Le Conseil d'État annule cette décision en rappelant qu'il n'appartient pas à l'administration de se prononcer sur l'opportunité des choix arrêtés par une entreprise pour sa gestion.

En regardant comme ne relevant pas d'une gestion commerciale normale le choix, par la société, de l'ampleur de la campagne de lancement et de promotion d'un produit, en se fondant, notamment, sur le dépassement du taux moyen de ces dépenses par rapport au chiffre d'affaires constaté pour le secteur économique considéré, la cour a méconnu ce principe.

Par ailleurs, en jugeant que la société ne justifiait pas de l'importance des dépenses de promotion engagées au-delà du montant mentionné ci-dessus, la cour a inversé la charge de la preuve.
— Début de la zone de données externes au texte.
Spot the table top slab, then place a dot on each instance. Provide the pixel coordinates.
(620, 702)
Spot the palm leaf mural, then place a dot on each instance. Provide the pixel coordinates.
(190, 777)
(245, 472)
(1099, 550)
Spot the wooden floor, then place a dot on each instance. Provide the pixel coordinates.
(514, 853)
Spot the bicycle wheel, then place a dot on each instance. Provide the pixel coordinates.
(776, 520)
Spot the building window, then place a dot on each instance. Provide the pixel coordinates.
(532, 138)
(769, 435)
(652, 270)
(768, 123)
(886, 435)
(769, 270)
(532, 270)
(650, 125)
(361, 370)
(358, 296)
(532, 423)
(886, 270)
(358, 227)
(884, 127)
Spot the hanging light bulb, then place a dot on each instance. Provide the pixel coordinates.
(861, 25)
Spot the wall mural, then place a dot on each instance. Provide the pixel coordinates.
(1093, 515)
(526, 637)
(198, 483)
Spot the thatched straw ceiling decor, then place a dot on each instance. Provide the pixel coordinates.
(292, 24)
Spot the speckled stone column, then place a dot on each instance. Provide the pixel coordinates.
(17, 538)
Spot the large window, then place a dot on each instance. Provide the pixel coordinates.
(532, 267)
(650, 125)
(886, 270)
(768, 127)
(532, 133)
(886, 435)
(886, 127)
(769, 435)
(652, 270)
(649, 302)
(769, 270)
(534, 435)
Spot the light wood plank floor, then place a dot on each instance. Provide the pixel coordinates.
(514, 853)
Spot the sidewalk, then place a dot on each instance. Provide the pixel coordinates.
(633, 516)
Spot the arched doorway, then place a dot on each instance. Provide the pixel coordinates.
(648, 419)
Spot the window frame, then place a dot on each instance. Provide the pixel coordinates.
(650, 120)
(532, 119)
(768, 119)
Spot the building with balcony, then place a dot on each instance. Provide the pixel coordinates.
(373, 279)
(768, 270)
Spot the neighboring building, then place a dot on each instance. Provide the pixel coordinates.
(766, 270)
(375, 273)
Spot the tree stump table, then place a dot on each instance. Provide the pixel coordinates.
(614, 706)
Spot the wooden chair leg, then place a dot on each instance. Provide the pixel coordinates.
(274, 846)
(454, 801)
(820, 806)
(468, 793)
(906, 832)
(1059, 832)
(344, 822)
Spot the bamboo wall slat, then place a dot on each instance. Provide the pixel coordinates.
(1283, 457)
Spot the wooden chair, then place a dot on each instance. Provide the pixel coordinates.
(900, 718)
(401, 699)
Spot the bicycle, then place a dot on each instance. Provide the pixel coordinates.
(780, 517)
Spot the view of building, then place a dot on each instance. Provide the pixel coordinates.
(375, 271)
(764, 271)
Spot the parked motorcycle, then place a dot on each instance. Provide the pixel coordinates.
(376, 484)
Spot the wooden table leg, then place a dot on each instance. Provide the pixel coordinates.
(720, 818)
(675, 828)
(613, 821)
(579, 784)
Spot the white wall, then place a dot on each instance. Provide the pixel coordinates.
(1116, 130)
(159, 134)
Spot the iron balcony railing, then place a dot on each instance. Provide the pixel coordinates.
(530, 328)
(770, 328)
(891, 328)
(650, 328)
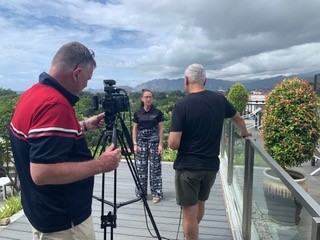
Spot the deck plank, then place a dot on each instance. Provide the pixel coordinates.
(132, 221)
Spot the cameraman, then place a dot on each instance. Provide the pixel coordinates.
(196, 128)
(54, 164)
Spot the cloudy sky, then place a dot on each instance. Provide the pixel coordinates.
(140, 40)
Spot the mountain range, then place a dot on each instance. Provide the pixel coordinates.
(169, 85)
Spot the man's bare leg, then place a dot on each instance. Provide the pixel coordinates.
(190, 222)
(201, 208)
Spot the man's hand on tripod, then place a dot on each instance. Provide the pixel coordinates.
(94, 122)
(110, 159)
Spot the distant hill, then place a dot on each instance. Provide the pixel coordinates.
(169, 85)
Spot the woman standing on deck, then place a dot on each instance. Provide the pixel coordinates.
(147, 136)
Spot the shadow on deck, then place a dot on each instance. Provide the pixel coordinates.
(132, 221)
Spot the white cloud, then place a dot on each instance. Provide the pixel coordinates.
(139, 40)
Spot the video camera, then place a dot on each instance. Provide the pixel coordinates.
(115, 100)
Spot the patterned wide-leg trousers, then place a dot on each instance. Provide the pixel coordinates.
(149, 151)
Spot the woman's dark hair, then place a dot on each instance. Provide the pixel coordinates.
(142, 92)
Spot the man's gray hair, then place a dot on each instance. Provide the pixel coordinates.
(196, 73)
(71, 55)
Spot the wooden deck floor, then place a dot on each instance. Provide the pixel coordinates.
(132, 221)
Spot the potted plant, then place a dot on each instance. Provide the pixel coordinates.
(290, 132)
(238, 96)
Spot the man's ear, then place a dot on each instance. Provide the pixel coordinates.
(75, 74)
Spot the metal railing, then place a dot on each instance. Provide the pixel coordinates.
(248, 174)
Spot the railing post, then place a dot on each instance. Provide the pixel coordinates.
(247, 191)
(223, 139)
(230, 153)
(315, 230)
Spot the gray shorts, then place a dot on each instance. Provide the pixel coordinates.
(193, 186)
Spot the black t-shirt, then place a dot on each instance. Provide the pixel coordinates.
(199, 116)
(148, 119)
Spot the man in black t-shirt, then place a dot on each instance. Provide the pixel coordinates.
(196, 129)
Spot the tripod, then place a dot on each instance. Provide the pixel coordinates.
(113, 135)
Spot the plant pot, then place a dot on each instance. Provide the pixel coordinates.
(4, 221)
(283, 207)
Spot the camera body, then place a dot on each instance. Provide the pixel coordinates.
(113, 102)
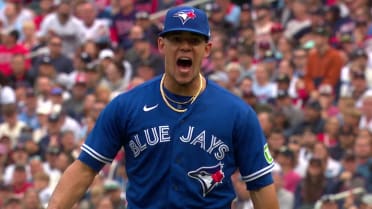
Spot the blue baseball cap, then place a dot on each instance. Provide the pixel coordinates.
(186, 18)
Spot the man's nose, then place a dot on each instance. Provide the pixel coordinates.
(185, 44)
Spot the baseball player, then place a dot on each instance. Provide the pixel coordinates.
(183, 135)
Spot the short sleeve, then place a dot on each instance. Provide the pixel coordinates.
(106, 138)
(252, 152)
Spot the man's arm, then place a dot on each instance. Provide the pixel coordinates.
(265, 198)
(72, 186)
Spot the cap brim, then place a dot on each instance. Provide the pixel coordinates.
(163, 33)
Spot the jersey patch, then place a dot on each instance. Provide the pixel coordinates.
(185, 15)
(268, 157)
(208, 177)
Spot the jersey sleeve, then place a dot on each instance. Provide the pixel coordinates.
(105, 139)
(252, 153)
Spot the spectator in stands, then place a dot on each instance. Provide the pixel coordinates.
(329, 137)
(14, 14)
(312, 119)
(313, 186)
(366, 116)
(104, 203)
(12, 125)
(332, 167)
(68, 141)
(266, 121)
(345, 142)
(8, 48)
(285, 197)
(263, 88)
(12, 202)
(276, 141)
(29, 38)
(300, 20)
(150, 28)
(123, 21)
(284, 104)
(348, 178)
(324, 63)
(20, 184)
(57, 57)
(234, 72)
(31, 200)
(74, 105)
(143, 52)
(20, 71)
(287, 161)
(363, 153)
(63, 24)
(46, 7)
(96, 30)
(217, 20)
(28, 114)
(64, 159)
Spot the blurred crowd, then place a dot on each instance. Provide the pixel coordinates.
(305, 67)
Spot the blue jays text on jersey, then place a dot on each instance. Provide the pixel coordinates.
(153, 136)
(180, 160)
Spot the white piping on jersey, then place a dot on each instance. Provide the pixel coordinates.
(95, 154)
(259, 173)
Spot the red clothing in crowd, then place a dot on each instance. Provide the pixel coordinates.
(21, 189)
(6, 55)
(325, 68)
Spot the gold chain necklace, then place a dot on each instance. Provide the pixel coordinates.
(180, 103)
(192, 99)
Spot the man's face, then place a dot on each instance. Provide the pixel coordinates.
(362, 148)
(18, 64)
(64, 10)
(183, 53)
(319, 40)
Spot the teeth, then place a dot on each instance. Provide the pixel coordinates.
(184, 58)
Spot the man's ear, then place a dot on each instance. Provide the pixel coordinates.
(208, 49)
(161, 45)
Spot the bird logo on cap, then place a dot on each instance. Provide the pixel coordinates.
(208, 177)
(185, 15)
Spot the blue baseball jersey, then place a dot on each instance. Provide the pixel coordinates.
(181, 160)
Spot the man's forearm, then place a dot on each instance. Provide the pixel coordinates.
(265, 198)
(72, 186)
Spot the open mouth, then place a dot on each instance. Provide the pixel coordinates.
(184, 62)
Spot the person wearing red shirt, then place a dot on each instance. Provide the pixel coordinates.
(8, 49)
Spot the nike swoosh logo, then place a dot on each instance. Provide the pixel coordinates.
(146, 109)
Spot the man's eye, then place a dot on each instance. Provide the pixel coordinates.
(195, 41)
(175, 39)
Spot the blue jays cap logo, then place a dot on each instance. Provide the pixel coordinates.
(208, 177)
(185, 15)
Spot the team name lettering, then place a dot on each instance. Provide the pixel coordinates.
(160, 134)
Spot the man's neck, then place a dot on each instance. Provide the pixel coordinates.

Corrélativement, les charges financières de l'emprunt contracté pour financer les dépenses de promotion du produit procèdent également d'une gestion normale.

Remboursement des frais de lancement et de promotion

Dans la perspective de la distribution en France d'un produit à compter du 1er janvier N, la société établie en France a facturé en N - 1 à la société mère du groupe auquel elle appartenait, établie en Italie et propriétaire de la marque, le remboursement des frais de lancement et de promotion de ce produit, à hauteur des frais correspondant à la mobilisation d'une force de vente de mars à juillet N - 1, sans facturer de marge commerciale à cette occasion.

La cour administrative d'appel de Paris a estimé que l'administration avait pu, à bon droit, réintégrer au résultat de la société française une somme correspondant à une fraction de la marge commerciale qu'elle estimait normale, dès lors que cette société requérante n'avait pas établi les contreparties qu'elle avait retirées de l'avance sans marge qu'elle avait consentie.

Pour le Conseil d'État, il revient à l'administration d'apporter la preuve du caractère anormal de la facturation litigieuse et l'absence de marge commerciale ne peut, à elle seule, faire présumer un tel caractère. Sur ce point également, l'arrêt de la cour est annulé.